Acting on a tip from another student, two women searched her for prescription-strength ibuprofen, one pill of which is about the equivalent of two Advil, according to the Associated Press.
Redding was ordered to move her bra to the side, and stretch out her underwear waistband, exposing her breasts and pelvis. The search revealed no pills.
Writing in the majority opinion, Justice David Souter observed that the search did not take into account the relatively mild nature of the contraband at stake: "In sum, what was missing from the suspected facts that pointed to Savana was any indication of danger to the students from the power of the drugs or their quantity, and any reason to suppose that Savana was carrying pills in her underwear," he wrote. "We think that the combination of these deficiencies was fatal to finding the search reasonable."

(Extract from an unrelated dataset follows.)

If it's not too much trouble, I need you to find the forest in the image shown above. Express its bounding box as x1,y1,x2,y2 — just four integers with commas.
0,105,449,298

The Court did find that the school officials would have been justified if they had limited their search to the Redding's backpack and her outer clothing, according to the New York Times. But in searching her bra and panties, the school officials violated her Fourth Amendment rights.
The Court also ruled 7-to-2 that individual school officials should not be held liable for their role in the search. The Court sent the case back to a lower court to determine what, if any, damages the school district should pay Redding.
Justice Ruth Bader Ginsburg was one of two justices who thought that school officials should be held individually liable. She noted that the assistant principal made Redding sit on a chair outside his office for two hours: "At no point did he attempt to call her parent," Ginsburg wrote. "Abuse of authority of that order should not be shielded by official immunity."